Smart and efficient cities require a collaborative approach

by Sohini Bagchi    Apr 18, 2013

smart cities

In India, where smart grids are still evolving, the concept of smart cities may sound like a distant dream. But the announcement made by the Indian government on its plans to set up two smart cities in every state was like a wakeup call for many in the industry. A recent study by consulting firm Booz & Company estimates that the country requires over 500 new cities over the next 20 years, to accommodate 700 million more city dwellers. The study states that in every one minute, 30 Indians will leave rural India for urban areas at present and by 2050, urban population will constitute nearly 50 per cent of the total population in India.

A recent seminar on the Needs for Smarter Cities in India further accentuated the importance of smart cities that use technology to transform their core systems and in turn boosts innovation, a primary factor for sustaining competitiveness and economic growth. Thought leaders share the view that although the smart city concept is at a very nascent stage in India, it will become the de facto over the next few years.“The country is undergoing rapid urbanization. Changing demographics and depleting infrastructure and newer forms of threats are prompting the government to work towards the betterment of the citizens. This is where smart cities come into picture. The next one decade will see a phenomenal investment in higher intelligence in urban systems and processes,” states Dipankar Chakraborti, Research Director, School of Environmental Studies, Jadavpur University.

Chakraborti explains that this means that there will be a complete digitalization of the present infrastructure that can be done through analyzing and integrate data that can respond intelligently. This will enable cities to become smarter and efficient without having their infrastructure overloaded, thereby providing a greater quality of life to its citizens.

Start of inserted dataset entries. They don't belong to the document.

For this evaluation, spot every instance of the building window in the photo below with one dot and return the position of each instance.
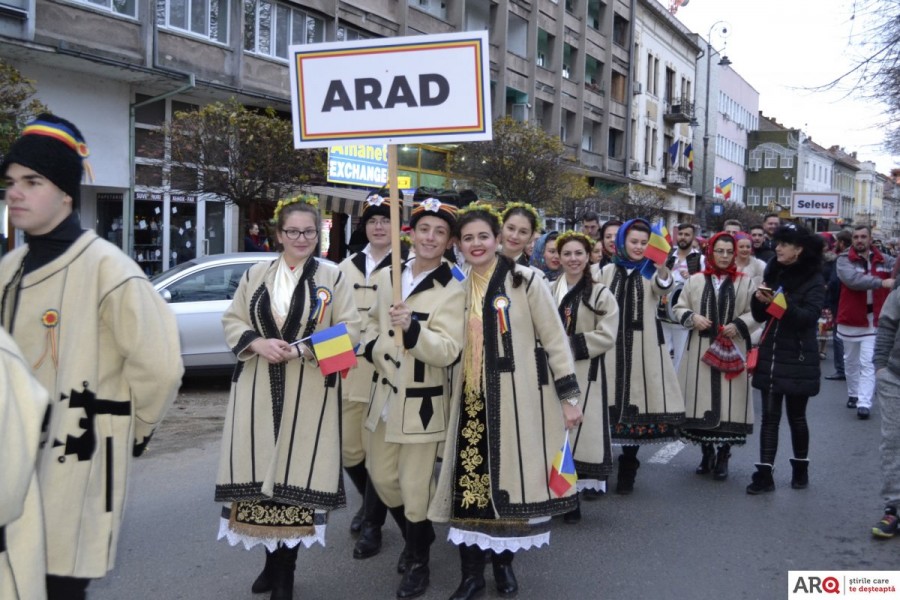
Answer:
(269, 28)
(752, 196)
(784, 195)
(120, 7)
(207, 18)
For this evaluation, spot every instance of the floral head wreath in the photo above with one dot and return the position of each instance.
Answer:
(523, 206)
(479, 206)
(568, 236)
(304, 199)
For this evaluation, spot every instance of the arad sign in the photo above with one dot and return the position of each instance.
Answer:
(817, 205)
(418, 89)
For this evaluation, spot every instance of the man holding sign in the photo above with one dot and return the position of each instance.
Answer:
(409, 407)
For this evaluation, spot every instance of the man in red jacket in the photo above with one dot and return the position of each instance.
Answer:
(865, 275)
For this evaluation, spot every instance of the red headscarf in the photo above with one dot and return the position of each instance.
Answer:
(711, 268)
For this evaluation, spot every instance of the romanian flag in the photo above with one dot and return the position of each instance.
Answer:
(660, 243)
(333, 349)
(725, 188)
(778, 305)
(673, 153)
(562, 473)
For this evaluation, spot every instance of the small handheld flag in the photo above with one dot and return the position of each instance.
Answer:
(659, 247)
(333, 349)
(562, 473)
(725, 188)
(779, 305)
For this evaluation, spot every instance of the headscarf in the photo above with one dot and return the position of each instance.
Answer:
(711, 268)
(621, 258)
(537, 256)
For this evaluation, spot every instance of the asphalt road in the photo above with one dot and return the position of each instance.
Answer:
(679, 535)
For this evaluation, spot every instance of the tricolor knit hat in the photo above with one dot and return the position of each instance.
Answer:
(54, 148)
(378, 204)
(442, 204)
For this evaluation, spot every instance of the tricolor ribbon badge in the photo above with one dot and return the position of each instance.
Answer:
(501, 304)
(323, 299)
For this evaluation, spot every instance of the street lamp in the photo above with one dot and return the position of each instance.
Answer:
(723, 62)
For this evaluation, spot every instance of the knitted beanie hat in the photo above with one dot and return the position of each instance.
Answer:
(54, 148)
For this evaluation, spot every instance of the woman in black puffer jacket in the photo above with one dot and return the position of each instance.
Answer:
(788, 369)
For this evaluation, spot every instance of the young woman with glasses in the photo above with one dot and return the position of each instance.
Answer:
(280, 464)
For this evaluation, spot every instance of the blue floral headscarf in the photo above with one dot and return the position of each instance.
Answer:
(537, 256)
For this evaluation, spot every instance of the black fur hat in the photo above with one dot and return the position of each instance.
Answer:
(54, 148)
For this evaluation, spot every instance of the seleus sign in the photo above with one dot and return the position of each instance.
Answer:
(420, 89)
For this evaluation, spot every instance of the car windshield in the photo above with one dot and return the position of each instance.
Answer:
(173, 271)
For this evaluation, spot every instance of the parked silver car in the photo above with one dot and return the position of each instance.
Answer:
(199, 291)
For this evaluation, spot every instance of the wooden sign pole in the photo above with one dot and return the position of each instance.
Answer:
(395, 235)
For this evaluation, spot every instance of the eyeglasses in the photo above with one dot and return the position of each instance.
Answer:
(294, 234)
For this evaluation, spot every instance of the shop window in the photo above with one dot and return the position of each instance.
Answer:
(148, 175)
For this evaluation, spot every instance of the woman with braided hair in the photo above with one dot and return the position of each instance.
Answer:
(590, 316)
(718, 403)
(646, 404)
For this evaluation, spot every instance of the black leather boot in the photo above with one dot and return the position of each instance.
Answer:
(263, 583)
(800, 476)
(708, 462)
(400, 517)
(283, 573)
(359, 476)
(471, 559)
(574, 516)
(504, 577)
(762, 481)
(628, 466)
(369, 542)
(419, 537)
(721, 471)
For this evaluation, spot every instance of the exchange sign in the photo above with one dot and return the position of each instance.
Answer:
(419, 89)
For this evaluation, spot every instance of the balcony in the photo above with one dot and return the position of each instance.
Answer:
(677, 178)
(678, 111)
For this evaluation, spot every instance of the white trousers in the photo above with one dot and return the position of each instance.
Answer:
(859, 369)
(676, 340)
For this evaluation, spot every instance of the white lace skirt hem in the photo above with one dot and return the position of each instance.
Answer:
(271, 544)
(497, 544)
(591, 484)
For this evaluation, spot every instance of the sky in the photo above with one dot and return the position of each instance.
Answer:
(783, 48)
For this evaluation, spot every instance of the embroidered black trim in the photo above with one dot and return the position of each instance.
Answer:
(288, 494)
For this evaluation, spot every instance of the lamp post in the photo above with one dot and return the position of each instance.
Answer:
(724, 62)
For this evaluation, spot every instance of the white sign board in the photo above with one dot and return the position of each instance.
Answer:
(417, 89)
(814, 204)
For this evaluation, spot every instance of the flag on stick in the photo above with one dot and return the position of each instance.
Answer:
(660, 245)
(562, 473)
(725, 186)
(333, 349)
(779, 304)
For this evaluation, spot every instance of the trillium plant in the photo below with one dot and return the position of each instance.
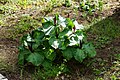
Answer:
(59, 38)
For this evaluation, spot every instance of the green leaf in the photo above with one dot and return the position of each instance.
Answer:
(68, 53)
(54, 42)
(70, 23)
(50, 54)
(22, 55)
(79, 55)
(21, 58)
(89, 49)
(50, 30)
(36, 34)
(47, 64)
(47, 24)
(35, 58)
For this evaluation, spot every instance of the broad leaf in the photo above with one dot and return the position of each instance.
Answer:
(54, 42)
(35, 58)
(89, 49)
(68, 53)
(70, 23)
(79, 55)
(50, 54)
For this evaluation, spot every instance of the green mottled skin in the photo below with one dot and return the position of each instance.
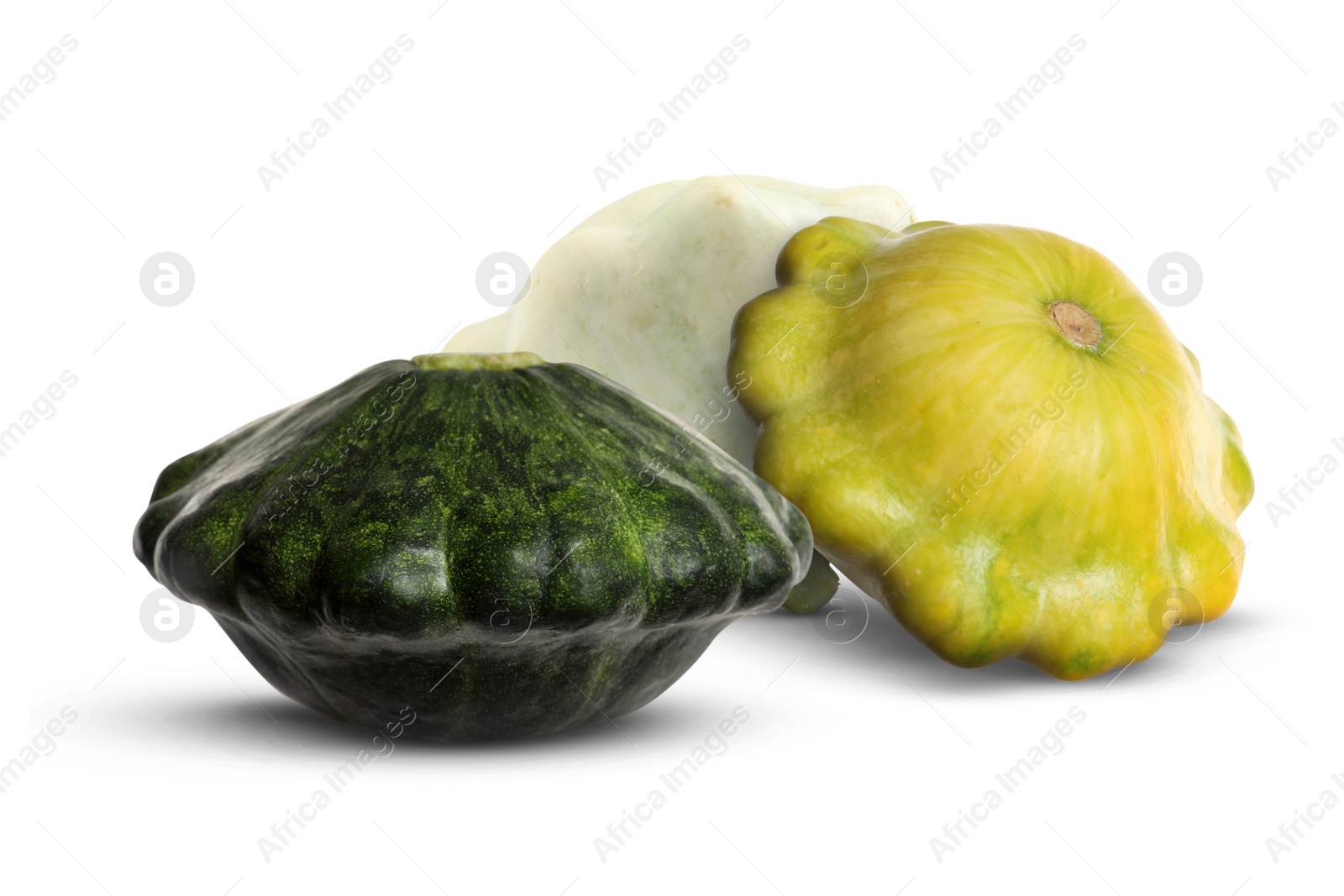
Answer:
(501, 523)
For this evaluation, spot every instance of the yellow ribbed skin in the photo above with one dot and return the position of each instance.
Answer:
(1003, 490)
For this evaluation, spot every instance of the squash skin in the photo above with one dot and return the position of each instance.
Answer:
(487, 547)
(884, 418)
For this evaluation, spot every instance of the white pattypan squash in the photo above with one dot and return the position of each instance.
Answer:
(645, 289)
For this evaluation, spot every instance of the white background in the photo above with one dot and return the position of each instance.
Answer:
(855, 755)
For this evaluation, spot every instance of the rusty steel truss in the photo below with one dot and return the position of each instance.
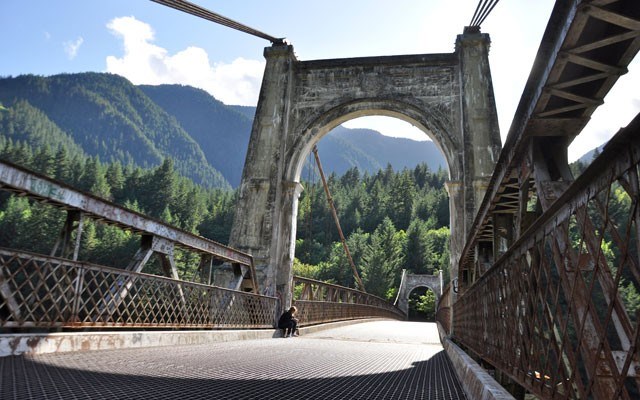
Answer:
(48, 292)
(320, 302)
(549, 278)
(559, 311)
(38, 291)
(586, 47)
(156, 237)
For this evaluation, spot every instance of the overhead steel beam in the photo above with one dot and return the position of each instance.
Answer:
(586, 47)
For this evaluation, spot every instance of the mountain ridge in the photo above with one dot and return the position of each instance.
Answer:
(104, 115)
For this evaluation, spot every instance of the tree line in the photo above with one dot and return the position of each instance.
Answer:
(392, 220)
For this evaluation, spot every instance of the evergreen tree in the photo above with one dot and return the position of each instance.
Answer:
(383, 259)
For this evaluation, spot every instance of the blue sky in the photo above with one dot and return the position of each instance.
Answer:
(152, 44)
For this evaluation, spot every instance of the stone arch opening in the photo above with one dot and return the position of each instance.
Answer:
(422, 304)
(315, 130)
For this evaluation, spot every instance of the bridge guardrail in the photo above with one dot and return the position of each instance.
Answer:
(47, 292)
(559, 312)
(321, 302)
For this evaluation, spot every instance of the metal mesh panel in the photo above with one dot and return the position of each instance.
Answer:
(39, 291)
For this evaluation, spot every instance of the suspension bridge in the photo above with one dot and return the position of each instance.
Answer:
(536, 306)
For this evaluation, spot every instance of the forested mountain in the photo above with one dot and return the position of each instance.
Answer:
(220, 131)
(106, 116)
(370, 151)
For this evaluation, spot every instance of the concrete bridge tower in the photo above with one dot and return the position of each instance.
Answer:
(448, 96)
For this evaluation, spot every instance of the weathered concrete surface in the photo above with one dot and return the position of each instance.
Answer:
(15, 344)
(375, 361)
(475, 381)
(447, 96)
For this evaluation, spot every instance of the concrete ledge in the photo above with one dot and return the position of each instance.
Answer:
(476, 382)
(15, 344)
(41, 343)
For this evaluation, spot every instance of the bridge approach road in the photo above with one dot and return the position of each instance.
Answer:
(370, 360)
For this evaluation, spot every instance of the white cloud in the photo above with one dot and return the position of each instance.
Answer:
(71, 47)
(388, 126)
(620, 106)
(146, 63)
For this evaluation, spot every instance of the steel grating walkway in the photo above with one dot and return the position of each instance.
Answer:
(373, 360)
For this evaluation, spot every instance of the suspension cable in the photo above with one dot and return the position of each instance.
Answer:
(337, 221)
(194, 9)
(482, 11)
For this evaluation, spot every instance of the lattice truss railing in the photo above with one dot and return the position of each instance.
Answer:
(47, 292)
(559, 311)
(320, 302)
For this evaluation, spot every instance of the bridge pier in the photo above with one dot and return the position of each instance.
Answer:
(448, 96)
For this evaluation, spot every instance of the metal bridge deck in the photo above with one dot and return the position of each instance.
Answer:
(372, 360)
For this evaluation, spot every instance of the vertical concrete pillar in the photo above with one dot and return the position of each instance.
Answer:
(480, 131)
(258, 227)
(287, 240)
(456, 219)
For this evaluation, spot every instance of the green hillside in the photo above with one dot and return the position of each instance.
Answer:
(107, 116)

“In the traditional sense, we tend to believe that smart cities include smart homes and smart buildings, but in reality, it will encompass the entire ecosystem such as smart healthcare, smart transportation, smart industrial automation as well as smart education,” says Amitabh Ray, Senior Vice President, Ericsson India Global Services. Even when we talk about smart homes or smart offices, it should connect the entire premise, from the reception to the corridor including fire security and lighting control systems to every single appliance and furniture.

A number of corporations are already working with the Indian government to make smart cities a reality. IBM, for example, is bringing best practices in smarter cities solutions to make Indian cities more efficient. According to Dhamodaran Ramakrishnan, Director, Smarter Planet Solutions, IBM India & South Asia, to address the challenges facing urban India, leaders from those in the government, industry, research and academia as well as non-profit organizations must collaborate and bring out new ways to drive economic growth and enhance quality of life of its citizens. To begin with they must concentrate on areas such as efficient power, traffic and transport as well as water management through efficient urban planning. For example, the organization has implemented GPS systems in Singapore to track traffic congestion. In India, it will track a traffic jam by tracking mobile phone density.

Experts believe that by adopting a proactive, collaborative and engagement-driven approach, as well as by leveraging advanced technologies, the government can achieve its goals of enabling smarter and more efficient cities in the country in the coming years.